Raspbian GNU/Linux 9 raspberrypi ttyS0
raspberrypi login: pi

Password:
Last login: Thu Sep  7 16:23:37 UTC 2017 on ttyS0
Linux raspberrypi 4.14.0-rc8-v8+ #1 SMP PREEMPT Sun Nov 12 19:55:59 GMT 2017
aarch64

The programs included with the Debian GNU/Linux system are free software;
the exact distribution terms for each program are described in the
individual files in /usr/share/doc/*/copyright.

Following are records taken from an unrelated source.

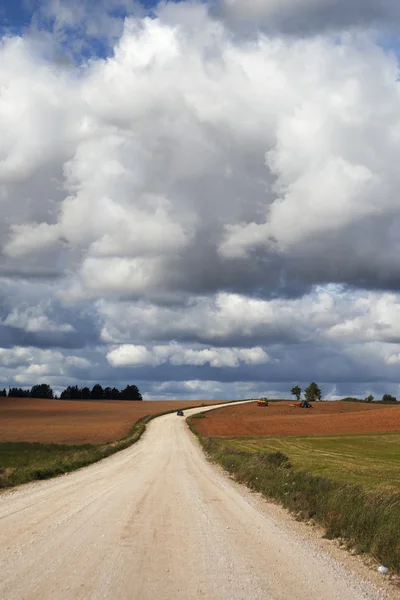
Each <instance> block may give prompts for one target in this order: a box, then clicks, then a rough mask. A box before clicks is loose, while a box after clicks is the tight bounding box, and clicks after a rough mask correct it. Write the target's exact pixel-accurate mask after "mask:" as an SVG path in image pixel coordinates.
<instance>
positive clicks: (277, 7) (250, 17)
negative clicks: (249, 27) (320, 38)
mask: <svg viewBox="0 0 400 600" xmlns="http://www.w3.org/2000/svg"><path fill="white" fill-rule="evenodd" d="M215 13H216V14H217V15H218V16H220V17H222V18H225V19H227V20H228V22H230V23H231V24H233V25H235V26H236V27H239V28H241V29H246V26H247V27H248V26H249V25H252V26H254V27H256V28H262V29H264V30H265V31H267V32H268V33H272V34H282V33H283V34H289V35H295V36H299V35H300V36H302V35H313V34H316V33H317V34H319V33H324V32H327V31H328V32H329V31H338V30H343V29H351V28H355V27H356V28H360V29H363V28H382V27H384V28H385V29H388V30H393V31H395V32H397V34H398V33H399V24H400V6H399V3H398V2H397V1H396V0H384V1H382V2H376V1H375V0H300V1H299V0H217V3H216V8H215Z"/></svg>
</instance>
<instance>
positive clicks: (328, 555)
mask: <svg viewBox="0 0 400 600" xmlns="http://www.w3.org/2000/svg"><path fill="white" fill-rule="evenodd" d="M201 410H204V409H196V410H193V411H187V413H186V414H188V413H189V412H191V413H195V412H199V411H201ZM281 513H282V514H281ZM299 528H300V529H299ZM309 529H310V528H307V527H306V526H303V525H299V524H297V523H294V522H293V521H292V519H290V518H289V517H284V516H283V511H279V509H276V508H275V507H273V506H271V505H269V504H268V503H266V502H264V501H261V500H260V499H259V498H258V497H256V495H254V494H251V493H250V492H248V491H247V490H246V489H244V488H241V487H240V486H238V485H237V484H236V483H234V482H232V481H231V480H230V479H229V478H227V477H225V476H224V475H223V474H222V473H221V472H220V471H219V469H218V468H216V467H213V466H212V465H210V464H209V463H207V461H206V460H205V458H204V455H203V453H202V451H201V449H200V447H199V445H198V443H197V441H196V439H195V438H194V436H192V434H190V432H189V431H188V429H187V426H186V423H185V420H184V419H182V418H178V417H177V416H176V415H175V414H173V415H167V416H163V417H160V418H158V419H155V420H154V421H152V422H151V423H150V425H149V426H148V430H147V432H146V434H145V435H144V437H143V438H142V440H141V441H140V442H139V443H138V444H136V445H134V446H132V447H131V448H128V449H127V450H124V451H123V452H120V453H118V454H116V455H114V456H112V457H110V458H108V459H106V460H104V461H102V462H100V463H97V464H95V465H92V466H91V467H88V468H86V469H82V470H81V471H78V472H75V473H72V474H70V475H66V476H64V477H61V478H58V479H54V480H51V481H46V482H41V483H36V484H29V485H27V486H23V487H21V488H19V489H16V490H14V491H11V492H6V493H3V494H0V598H1V599H2V600H34V599H35V600H36V599H37V600H64V599H68V600H72V599H74V600H83V599H84V600H99V599H104V600H180V599H182V600H190V599H191V598H201V599H207V600H261V599H262V600H288V599H296V600H303V599H307V600H314V599H315V600H321V599H324V600H331V599H333V598H335V599H340V600H359V599H368V600H374V599H378V598H379V599H381V598H389V597H390V598H399V597H400V596H399V595H397V593H396V592H395V591H390V590H389V591H388V589H389V588H388V587H387V586H386V585H383V587H381V588H380V589H379V588H378V587H377V586H375V584H374V582H373V579H371V578H369V577H367V578H366V577H365V573H364V578H363V577H362V576H361V575H360V574H356V573H355V572H353V571H352V570H351V568H349V564H346V562H343V561H340V562H339V561H338V560H337V559H336V558H334V557H333V556H332V554H331V553H330V552H328V551H327V550H326V549H324V547H323V544H322V543H321V542H320V541H318V540H317V537H316V536H314V535H313V536H310V535H309V534H308V533H304V535H303V534H302V532H303V530H304V532H306V530H309ZM314 538H315V539H314ZM327 543H330V542H327ZM349 560H350V561H351V559H350V558H349ZM353 560H355V559H353ZM350 567H351V565H350Z"/></svg>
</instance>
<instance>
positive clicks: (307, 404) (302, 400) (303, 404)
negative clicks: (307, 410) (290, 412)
mask: <svg viewBox="0 0 400 600" xmlns="http://www.w3.org/2000/svg"><path fill="white" fill-rule="evenodd" d="M289 406H290V407H291V408H312V405H311V404H310V403H309V402H307V400H302V401H301V402H294V403H293V404H289Z"/></svg>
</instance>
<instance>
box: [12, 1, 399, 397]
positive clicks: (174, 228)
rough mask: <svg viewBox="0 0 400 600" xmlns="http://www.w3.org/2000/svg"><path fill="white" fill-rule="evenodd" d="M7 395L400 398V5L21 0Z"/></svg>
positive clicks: (12, 220) (15, 22)
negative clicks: (382, 397)
mask: <svg viewBox="0 0 400 600" xmlns="http://www.w3.org/2000/svg"><path fill="white" fill-rule="evenodd" d="M0 35H1V42H0V64H1V69H0V388H1V387H6V388H8V387H9V386H11V387H14V386H18V387H30V386H32V385H34V384H37V383H41V382H46V383H49V384H51V385H52V387H53V388H54V389H55V390H56V391H60V390H61V389H63V388H64V387H66V386H67V385H75V384H78V385H82V386H83V385H93V384H94V383H96V382H100V383H101V384H102V385H103V386H107V385H111V386H114V385H115V386H116V387H119V388H122V387H124V386H125V385H126V384H127V383H134V384H136V385H138V387H139V389H140V390H141V392H142V394H143V396H144V397H145V398H147V399H156V398H157V399H163V398H165V399H170V398H178V399H179V398H185V399H191V398H199V399H203V398H204V399H208V398H210V399H211V398H218V399H236V398H249V397H258V396H269V397H282V398H284V397H289V396H290V389H291V388H292V387H293V386H294V385H296V384H299V385H300V386H301V387H303V388H304V387H305V386H306V385H307V384H308V383H310V381H316V382H317V383H318V384H319V386H320V387H321V389H322V393H323V396H324V397H325V398H330V399H335V398H339V397H343V396H348V395H352V396H359V397H365V396H367V395H369V394H370V393H372V394H373V395H374V396H375V397H376V398H380V397H381V396H382V394H384V393H391V394H393V395H395V396H398V397H400V389H399V383H400V261H399V257H400V199H399V189H400V171H399V169H398V156H399V153H400V83H399V56H400V52H399V48H400V44H399V40H400V4H399V3H398V1H397V0H386V1H382V2H380V3H379V4H378V3H377V2H376V1H375V0H279V1H278V0H215V1H213V2H211V1H210V2H207V1H203V2H200V1H195V0H193V1H185V0H182V1H181V2H170V1H164V2H162V3H160V4H156V3H153V4H149V3H148V4H145V3H142V4H141V3H139V2H134V1H133V0H100V1H99V2H96V3H94V2H89V1H83V2H82V1H79V2H78V1H75V0H69V1H68V2H66V1H64V0H45V1H43V2H39V1H37V0H36V1H33V0H32V1H31V0H24V1H20V2H12V1H11V0H6V2H5V3H4V2H3V3H2V7H1V9H0Z"/></svg>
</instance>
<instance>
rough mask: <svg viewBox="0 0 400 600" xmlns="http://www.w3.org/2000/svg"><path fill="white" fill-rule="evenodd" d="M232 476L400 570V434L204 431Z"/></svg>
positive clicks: (344, 540) (305, 517)
mask: <svg viewBox="0 0 400 600" xmlns="http://www.w3.org/2000/svg"><path fill="white" fill-rule="evenodd" d="M195 423H196V421H195V419H189V425H190V427H191V429H192V431H194V433H196V435H197V436H198V437H199V440H200V442H201V443H202V445H203V447H204V449H205V450H206V452H207V453H208V455H209V457H210V458H211V459H212V460H214V461H216V462H218V463H219V464H220V465H222V466H223V467H224V468H225V469H226V470H227V471H228V472H229V473H231V474H232V475H233V476H234V477H235V478H236V480H237V481H239V482H241V483H244V484H246V485H247V486H248V487H249V488H250V489H253V490H255V491H257V492H261V493H262V494H263V495H264V496H266V497H267V498H269V499H271V500H275V501H278V502H279V503H281V504H282V505H283V506H285V507H286V508H288V509H289V510H290V511H292V512H293V513H294V514H296V515H297V517H298V518H302V519H306V520H308V519H313V520H314V521H315V522H318V523H320V524H321V525H322V526H323V527H324V528H325V531H326V535H327V537H330V538H341V539H342V540H344V541H346V543H347V544H348V545H349V546H350V547H352V548H354V549H355V550H356V551H357V552H359V553H368V554H370V555H372V556H373V557H374V558H375V559H376V561H378V562H380V563H381V564H386V565H387V566H388V567H389V568H391V569H392V570H393V571H394V572H396V573H400V433H390V434H373V435H372V434H365V435H364V434H357V435H336V436H318V437H280V438H276V437H262V438H231V439H221V438H207V437H202V436H201V435H200V434H199V433H198V432H197V431H196V427H195Z"/></svg>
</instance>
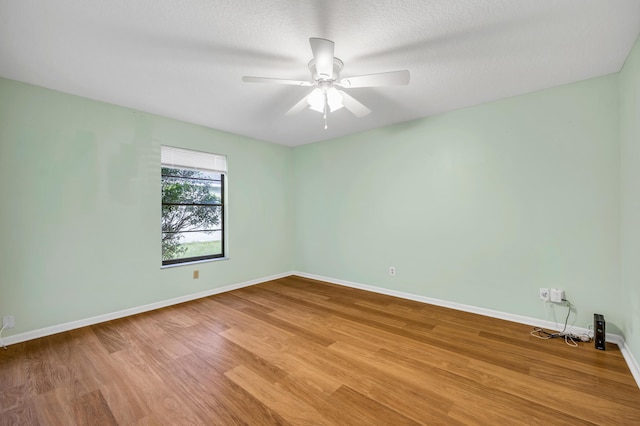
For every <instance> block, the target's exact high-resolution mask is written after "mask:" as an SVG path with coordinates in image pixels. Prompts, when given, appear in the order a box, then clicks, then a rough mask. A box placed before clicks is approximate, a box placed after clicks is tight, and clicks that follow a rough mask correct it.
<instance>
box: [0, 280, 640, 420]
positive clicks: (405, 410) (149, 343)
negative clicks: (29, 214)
mask: <svg viewBox="0 0 640 426" xmlns="http://www.w3.org/2000/svg"><path fill="white" fill-rule="evenodd" d="M530 331H531V327H529V326H525V325H521V324H514V323H510V322H507V321H502V320H496V319H491V318H486V317H482V316H478V315H474V314H469V313H464V312H459V311H454V310H450V309H446V308H441V307H436V306H431V305H426V304H422V303H418V302H413V301H407V300H403V299H397V298H393V297H388V296H383V295H379V294H373V293H368V292H365V291H360V290H355V289H350V288H346V287H341V286H336V285H332V284H327V283H322V282H319V281H313V280H309V279H304V278H299V277H287V278H283V279H279V280H276V281H271V282H268V283H263V284H260V285H255V286H252V287H248V288H244V289H240V290H235V291H232V292H228V293H224V294H219V295H216V296H211V297H207V298H204V299H200V300H197V301H193V302H189V303H184V304H181V305H177V306H173V307H169V308H165V309H161V310H157V311H153V312H148V313H144V314H140V315H136V316H132V317H128V318H123V319H119V320H115V321H111V322H108V323H103V324H99V325H95V326H91V327H86V328H82V329H78V330H73V331H69V332H65V333H60V334H57V335H54V336H49V337H45V338H41V339H37V340H32V341H29V342H25V343H21V344H17V345H13V346H10V347H9V349H8V350H7V351H4V350H0V425H20V424H25V425H162V424H167V425H182V424H190V425H191V424H193V425H240V424H248V425H417V424H437V425H440V424H445V425H463V424H470V425H520V424H526V425H532V424H535V425H538V424H539V425H583V424H585V425H586V424H602V425H627V424H628V425H638V424H640V390H639V389H638V387H637V385H636V383H635V382H634V380H633V377H632V376H631V373H630V372H629V369H628V367H627V365H626V364H625V362H624V359H623V357H622V355H621V353H620V351H619V350H618V348H617V346H615V345H608V346H607V350H606V351H597V350H595V349H594V348H593V344H584V343H580V345H579V347H577V348H572V347H569V346H567V345H565V343H564V342H563V341H560V340H558V339H554V340H540V339H536V338H534V337H531V336H530V335H529V332H530Z"/></svg>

Debian GNU/Linux comes with ABSOLUTELY NO WARRANTY, to the extent
permitted by applicable law.
pi@raspberrypi:~$ uname -a
Linux raspberrypi 4.14.0-rc8-v8+ #1 SMP PREEMPT Sun Nov 12 19:55:59 GMT 2017
aarch64 GNU/Linux
pi@raspberrypi:~$ cat /proc/cpuinfo
processor       : 0
BogoMIPS        : 38.40
Features        : fp asimd evtstrm crc32 cpuid
CPU implementer : 0x41
CPU architecture: 8
CPU variant     : 0x0
CPU part        : 0xd03
CPU revision    : 4

processor       : 1
BogoMIPS        : 38.40
Features        : fp asimd evtstrm crc32 cpuid
CPU implementer : 0x41
CPU architecture: 8
CPU variant     : 0x0
CPU part        : 0xd03
CPU revision    : 4

processor       : 2
BogoMIPS        : 38.40
Features        : fp asimd evtstrm crc32 cpuid
CPU implementer : 0x41
CPU architecture: 8
CPU variant     : 0x0
CPU part        : 0xd03
CPU revision    : 4

processor       : 3
BogoMIPS        : 38.40
Features        : fp asimd evtstrm crc32 cpuid
CPU implementer : 0x41
CPU architecture: 8
CPU variant     : 0x0
CPU part        : 0xd03
CPU revision    : 4

pi@raspberrypi:~$ sudo shutdown now

... several lines of output ...

[   78.768742] reboot: Power down

The final thing to do was to write the documentation of this port and to create a pull request:

https://github.com/ARM-software/arm-trusted-firmware/pull/1157

It was reviewed and merged, and now the Trusted Firmware-A has an upstream port for the Raspberry Pi 3! It was a pretty interesting project, I learned a lot about the Linux kernel boot process and about the kind of problems that people that do the bringup of a platform have to face.

I hope you found this article interesting!

Update

As of 2018-03-23, the name of the project is Trusted Firmware-A. All references to Arm Trusted Firmware have been replaced by the new name.